Karyawan Masuk Kerja Libur Nasional Idul Adha Berhak Terima Upah Lembur

Karyawan Masuk Kerja Libur Nasional Idul Adha Berhak Terima Upah Lembur

Pemerintah telah menetapkan tanggal 27-28 Mei 2026 sebagai hari Libur Nasional dan Cuti Bersama Idul Adha. Namun, sebagian pekerja tetap harus masuk kantor karena tuntutan operasional perusahaan.

Karyawan yang tetap bekerja pada hari libur nasional dan cuti bersama tersebut memiliki hak untuk menerima upah lembur. Aturan ini mengikat secara hukum bagi perusahaan yang mempekerjakan stafnya di hari libur resmi.

Dilansir dari Detik Finance, landasan hukum pembayaran hak ini merujuk pada Pasal 85 Undang-Undang Nomor 13 Tahun 2003 tentang Ketenagakerjaan. Regulasi tersebut kemudian dipertegas dalam Pasal 33 Peraturan Pemerintah (PP) Nomor 35 Tahun 2021.

Berdasarkan ketentuan, upah lembur wajib diberikan jika waktu kerja melampaui 7 jam sehari dan 40 jam seminggu untuk skema 6 hari kerja. Batasan lain adalah lebih dari 8 jam sehari dan 40 jam seminggu untuk skema 5 hari kerja.

Kewajiban upah lembur juga berlaku penuh untuk aktivitas kerja yang dilakukan pada hari istirahat mingguan atau libur resmi pemerintah.

"Pengusaha yang mempekerjakan pekerja/buruh melebihi waktu kerja sebagaimana dimaksud, wajib membayar upah kerja lembur," tulis Pasal 26 PP Nomor 35 Tahun 2021, dikutip Kamis (28/5/2026).

Aturan pembayaran ini dikecualikan bagi pekerja yang berada di golongan jabatan tertentu. Golongan ini meliputi posisi pemikir, perencana, pelaksana, atau pengendali perusahaan dengan waktu kerja yang tidak dapat dibatasi dan sudah mendapat upah lebih tinggi.
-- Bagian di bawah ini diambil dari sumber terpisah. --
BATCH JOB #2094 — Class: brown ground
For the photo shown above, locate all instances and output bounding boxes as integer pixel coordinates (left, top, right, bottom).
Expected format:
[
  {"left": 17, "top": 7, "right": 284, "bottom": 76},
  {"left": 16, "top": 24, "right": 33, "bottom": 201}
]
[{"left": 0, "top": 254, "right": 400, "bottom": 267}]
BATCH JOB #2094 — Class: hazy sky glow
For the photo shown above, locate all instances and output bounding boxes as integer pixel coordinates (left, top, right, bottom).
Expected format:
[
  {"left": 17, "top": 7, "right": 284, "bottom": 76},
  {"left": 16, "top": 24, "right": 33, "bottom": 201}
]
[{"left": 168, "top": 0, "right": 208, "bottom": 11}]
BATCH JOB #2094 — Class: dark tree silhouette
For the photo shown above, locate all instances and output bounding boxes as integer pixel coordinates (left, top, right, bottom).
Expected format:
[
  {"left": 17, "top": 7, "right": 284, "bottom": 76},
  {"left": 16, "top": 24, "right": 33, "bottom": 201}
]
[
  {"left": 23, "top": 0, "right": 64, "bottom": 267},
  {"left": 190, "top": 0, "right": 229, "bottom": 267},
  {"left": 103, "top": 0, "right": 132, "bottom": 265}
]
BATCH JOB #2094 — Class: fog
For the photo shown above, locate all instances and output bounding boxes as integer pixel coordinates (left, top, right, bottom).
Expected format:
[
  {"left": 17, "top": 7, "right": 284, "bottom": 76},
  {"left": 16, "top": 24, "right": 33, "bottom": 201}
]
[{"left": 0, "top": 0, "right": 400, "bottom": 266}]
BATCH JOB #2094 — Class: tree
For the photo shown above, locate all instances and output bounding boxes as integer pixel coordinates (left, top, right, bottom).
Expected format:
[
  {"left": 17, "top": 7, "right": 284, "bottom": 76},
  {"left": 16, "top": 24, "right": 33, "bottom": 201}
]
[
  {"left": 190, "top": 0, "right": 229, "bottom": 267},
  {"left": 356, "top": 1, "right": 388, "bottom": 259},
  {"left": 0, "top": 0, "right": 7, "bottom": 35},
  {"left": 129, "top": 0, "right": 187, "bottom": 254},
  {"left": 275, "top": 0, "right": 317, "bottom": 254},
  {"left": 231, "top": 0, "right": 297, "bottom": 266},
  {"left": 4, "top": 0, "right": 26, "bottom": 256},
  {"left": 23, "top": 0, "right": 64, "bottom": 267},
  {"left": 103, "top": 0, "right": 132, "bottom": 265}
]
"Untuk melaksanakan waktu kerja lembur harus ada perintah dari pengusaha dan persetujuan dari pekerja/buruh yang bersangkutan secara tertulis dan/atau melalui media digital," tulis Pasal 28 ayat (1).

Bagi perusahaan yang mempekerjakan staf melebihi waktu kerja reguler pada hari biasa, jam lembur pertama dibayar 1,5 kali upah per jam. Kemudian, setiap jam lembur berikutnya dihargai sebesar dua kali upah per jam.

Jika lembur dilakukan pada hari istirahat atau libur resmi untuk skema 6 hari kerja dan 40 jam seminggu, hitungannya adalah jam pertama hingga ketujuh dibayar dua kali upah sejam. Jam kedelapan dibayar tiga kali upah sejam, lalu jam kesembilan, kesepuluh, dan kesebelas dibayar empat kali upah sejam.

Apabila hari libur resmi tersebut jatuh pada hari kerja terpendek, jam pertama sampai kelima dibayar dua kali upah sejam. Selanjutnya, jam keenam dibayar tiga kali upah sejam, serta jam ketujuh, kedelapan, dan kesembilan dibayar empat kali upah sejam.

Sementara untuk perusahaan dengan sistem 5 hari kerja dan 40 jam per minggu, jam pertama hingga kedelapan dibayar dua kali upah sejam. Jam kesembilan dibayar tiga kali upah sejam, sedangkan jam ke-10, ke-11, dan ke-12 dibayar empat kali upah sejam.

"Perhitungan upah kerja lembur didasarkan pada upah bulanan. Cara menghitung upah sejam yaitu 1/173 kali upah sebulan," jelas Pasal 32 ayat (1) dan (2).